Prolog LanguageCoding guidelines


When programming in Prolog, we must pick two kinds of names:

  • names of predicates
  • names of variables.

A good predicate name makes clear what each argument means. By convention, underscores are used in names to separate the description of different arguments. This is because underscores_keep_even_longer_names_readable, whereas mixingTheCasesDoesNotDoThisToTheSameExtent.

Examples of good predicates names are:

  • parent_child/2
  • person_likes/2
  • route_to/2

Note that descriptive names are used. Imperatives are avoided. Using descriptive names is advisable because Prolog predicates can typically be used in multiple directions, and the name should be applicable also of all or none of the arguments are instantiated.

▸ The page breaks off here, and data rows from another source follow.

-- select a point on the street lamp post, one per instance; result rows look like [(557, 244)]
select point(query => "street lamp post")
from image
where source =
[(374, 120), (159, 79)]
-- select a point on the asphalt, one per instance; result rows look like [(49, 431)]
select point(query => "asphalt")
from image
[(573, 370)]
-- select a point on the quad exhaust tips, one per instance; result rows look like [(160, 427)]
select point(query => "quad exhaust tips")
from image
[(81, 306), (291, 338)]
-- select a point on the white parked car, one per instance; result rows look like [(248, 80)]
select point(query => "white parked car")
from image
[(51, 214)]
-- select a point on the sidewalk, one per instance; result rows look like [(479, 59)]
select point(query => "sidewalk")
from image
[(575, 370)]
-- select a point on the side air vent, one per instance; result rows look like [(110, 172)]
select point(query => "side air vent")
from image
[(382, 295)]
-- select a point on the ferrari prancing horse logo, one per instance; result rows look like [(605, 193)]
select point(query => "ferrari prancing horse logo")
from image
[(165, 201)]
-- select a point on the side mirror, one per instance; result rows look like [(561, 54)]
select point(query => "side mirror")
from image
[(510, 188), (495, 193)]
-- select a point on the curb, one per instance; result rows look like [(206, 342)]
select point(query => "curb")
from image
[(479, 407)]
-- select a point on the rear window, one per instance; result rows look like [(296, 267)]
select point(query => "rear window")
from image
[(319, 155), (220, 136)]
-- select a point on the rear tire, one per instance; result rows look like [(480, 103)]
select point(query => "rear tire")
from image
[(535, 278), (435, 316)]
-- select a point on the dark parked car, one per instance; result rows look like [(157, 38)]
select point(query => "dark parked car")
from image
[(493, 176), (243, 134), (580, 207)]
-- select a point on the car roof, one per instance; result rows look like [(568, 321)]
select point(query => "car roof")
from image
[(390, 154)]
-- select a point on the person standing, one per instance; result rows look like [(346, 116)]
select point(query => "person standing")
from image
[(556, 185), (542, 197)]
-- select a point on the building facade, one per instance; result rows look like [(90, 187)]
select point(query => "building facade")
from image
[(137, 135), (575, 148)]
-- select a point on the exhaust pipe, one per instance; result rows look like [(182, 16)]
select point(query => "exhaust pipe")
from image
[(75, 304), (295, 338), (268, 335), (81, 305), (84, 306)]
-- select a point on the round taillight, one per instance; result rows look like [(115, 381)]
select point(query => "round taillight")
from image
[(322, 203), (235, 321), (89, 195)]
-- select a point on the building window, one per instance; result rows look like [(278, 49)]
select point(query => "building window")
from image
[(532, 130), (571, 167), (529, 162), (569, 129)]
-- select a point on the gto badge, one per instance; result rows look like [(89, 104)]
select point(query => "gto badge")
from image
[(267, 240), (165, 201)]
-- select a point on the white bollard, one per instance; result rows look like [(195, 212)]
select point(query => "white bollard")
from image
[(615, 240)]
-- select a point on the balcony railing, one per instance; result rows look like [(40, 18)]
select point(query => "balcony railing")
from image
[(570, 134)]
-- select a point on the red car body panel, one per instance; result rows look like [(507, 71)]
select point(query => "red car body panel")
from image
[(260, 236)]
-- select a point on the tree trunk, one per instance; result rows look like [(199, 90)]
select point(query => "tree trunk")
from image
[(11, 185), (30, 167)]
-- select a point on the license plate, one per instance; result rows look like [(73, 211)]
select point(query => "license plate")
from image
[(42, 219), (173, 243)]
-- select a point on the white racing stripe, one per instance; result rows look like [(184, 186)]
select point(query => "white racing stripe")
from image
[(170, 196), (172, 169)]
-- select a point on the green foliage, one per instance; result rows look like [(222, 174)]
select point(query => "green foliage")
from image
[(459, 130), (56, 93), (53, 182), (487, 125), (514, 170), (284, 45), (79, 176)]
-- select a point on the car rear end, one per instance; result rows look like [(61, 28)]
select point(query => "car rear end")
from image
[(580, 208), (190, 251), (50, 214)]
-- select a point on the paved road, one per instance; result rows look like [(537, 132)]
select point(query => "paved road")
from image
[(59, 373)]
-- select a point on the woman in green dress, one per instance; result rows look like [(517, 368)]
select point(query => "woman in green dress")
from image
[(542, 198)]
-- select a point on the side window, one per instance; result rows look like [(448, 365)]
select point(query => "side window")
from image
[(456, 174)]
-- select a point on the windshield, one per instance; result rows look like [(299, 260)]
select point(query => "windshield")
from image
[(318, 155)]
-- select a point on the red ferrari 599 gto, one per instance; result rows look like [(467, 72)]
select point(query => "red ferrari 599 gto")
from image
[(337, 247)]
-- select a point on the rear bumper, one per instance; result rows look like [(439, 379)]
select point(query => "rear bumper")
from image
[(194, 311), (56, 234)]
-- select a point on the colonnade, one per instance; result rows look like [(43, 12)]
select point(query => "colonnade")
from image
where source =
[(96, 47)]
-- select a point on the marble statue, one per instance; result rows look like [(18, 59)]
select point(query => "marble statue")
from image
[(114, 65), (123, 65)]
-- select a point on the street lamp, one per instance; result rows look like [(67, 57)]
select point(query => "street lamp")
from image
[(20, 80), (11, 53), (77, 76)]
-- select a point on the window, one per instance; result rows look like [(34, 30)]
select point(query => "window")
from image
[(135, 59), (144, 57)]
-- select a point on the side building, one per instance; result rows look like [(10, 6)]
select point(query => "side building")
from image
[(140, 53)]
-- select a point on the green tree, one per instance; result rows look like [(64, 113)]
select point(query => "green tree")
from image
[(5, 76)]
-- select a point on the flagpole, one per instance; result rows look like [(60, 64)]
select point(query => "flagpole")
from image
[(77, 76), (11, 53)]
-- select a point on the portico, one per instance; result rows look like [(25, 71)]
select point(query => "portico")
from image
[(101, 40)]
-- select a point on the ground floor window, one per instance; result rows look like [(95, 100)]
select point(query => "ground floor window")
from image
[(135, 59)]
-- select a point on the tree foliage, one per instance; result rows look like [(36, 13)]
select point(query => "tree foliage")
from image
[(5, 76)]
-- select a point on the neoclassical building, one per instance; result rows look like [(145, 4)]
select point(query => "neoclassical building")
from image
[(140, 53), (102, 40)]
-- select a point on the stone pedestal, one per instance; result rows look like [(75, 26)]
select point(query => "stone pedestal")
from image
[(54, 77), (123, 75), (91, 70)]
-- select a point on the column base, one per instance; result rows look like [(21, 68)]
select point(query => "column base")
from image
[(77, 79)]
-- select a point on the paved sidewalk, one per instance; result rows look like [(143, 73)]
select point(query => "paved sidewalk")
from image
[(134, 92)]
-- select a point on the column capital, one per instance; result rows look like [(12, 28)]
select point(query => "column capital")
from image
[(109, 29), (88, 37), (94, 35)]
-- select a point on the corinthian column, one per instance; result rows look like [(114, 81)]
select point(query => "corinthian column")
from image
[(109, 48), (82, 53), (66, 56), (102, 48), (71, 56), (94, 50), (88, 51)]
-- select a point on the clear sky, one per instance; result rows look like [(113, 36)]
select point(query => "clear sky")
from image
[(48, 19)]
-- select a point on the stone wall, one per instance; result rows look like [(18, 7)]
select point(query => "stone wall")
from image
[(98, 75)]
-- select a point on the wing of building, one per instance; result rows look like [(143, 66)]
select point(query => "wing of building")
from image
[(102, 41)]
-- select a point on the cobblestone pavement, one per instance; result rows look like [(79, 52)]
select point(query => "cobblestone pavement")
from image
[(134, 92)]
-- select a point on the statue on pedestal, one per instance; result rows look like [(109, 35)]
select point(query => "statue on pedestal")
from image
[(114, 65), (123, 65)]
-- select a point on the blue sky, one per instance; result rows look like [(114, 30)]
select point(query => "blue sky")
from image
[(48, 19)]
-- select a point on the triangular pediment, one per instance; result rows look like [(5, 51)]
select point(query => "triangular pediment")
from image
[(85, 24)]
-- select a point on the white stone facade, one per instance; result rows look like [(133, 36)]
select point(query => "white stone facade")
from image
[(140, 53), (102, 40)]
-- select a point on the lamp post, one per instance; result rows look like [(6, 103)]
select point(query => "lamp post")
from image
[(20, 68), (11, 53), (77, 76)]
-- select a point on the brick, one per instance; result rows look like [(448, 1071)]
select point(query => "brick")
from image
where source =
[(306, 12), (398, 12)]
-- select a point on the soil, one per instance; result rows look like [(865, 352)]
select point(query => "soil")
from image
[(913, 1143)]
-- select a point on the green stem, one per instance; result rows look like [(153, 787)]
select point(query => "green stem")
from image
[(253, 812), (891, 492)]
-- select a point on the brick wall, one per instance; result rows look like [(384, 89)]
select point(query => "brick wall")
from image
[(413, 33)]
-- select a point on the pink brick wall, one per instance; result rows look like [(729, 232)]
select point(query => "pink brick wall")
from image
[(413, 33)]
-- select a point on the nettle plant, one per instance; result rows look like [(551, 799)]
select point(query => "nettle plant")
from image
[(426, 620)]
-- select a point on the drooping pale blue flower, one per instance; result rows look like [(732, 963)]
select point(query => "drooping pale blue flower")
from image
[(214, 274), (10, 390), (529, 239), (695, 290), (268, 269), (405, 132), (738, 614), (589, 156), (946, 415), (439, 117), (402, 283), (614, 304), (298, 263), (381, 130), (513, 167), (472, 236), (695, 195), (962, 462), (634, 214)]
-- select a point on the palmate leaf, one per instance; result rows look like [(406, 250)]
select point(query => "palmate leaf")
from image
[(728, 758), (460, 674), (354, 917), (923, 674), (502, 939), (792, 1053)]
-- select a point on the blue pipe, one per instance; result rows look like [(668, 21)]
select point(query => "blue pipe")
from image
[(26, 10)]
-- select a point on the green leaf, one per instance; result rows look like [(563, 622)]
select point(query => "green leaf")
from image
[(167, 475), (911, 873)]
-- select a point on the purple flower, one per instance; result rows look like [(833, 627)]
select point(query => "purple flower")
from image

Mixed capitalization is more common when selecting names of variables. For example: BestSolutions, MinElement, GreatestDivisor. A common convention for naming variables that denote successive states is using S0, S1, S2, ..., S, where S represents the final state.


There are only a few language constructs in Prolog, and several ways for indenting them are common.

No matter which style is chosen, one principle that should always be adhered to is to never place (;)/2 at the end of a line. This is because ; and , look very similar, and , frequently occurs at the end of a line. Therefore, clauses that use a disjunction should for example be written as:

(  Goal1
;  Goal2 

Order of arguments

Ideally, Prolog predicates can be used in all directions. For many pure predicates, this is also actually the case. However, some predicates only work in particular modes, which means instantiation patterns of their arguments.

By convention, the most common argument order for such predicates is:

  • input arguments are placed first. These arguments must be instantiated before the predicate is called.
  • pairs of arguments that belong together are placed adjacently, such as p(..., State0, State, ...)
  • intended output arguments are placed last. These predicates are instantiated by the predicate.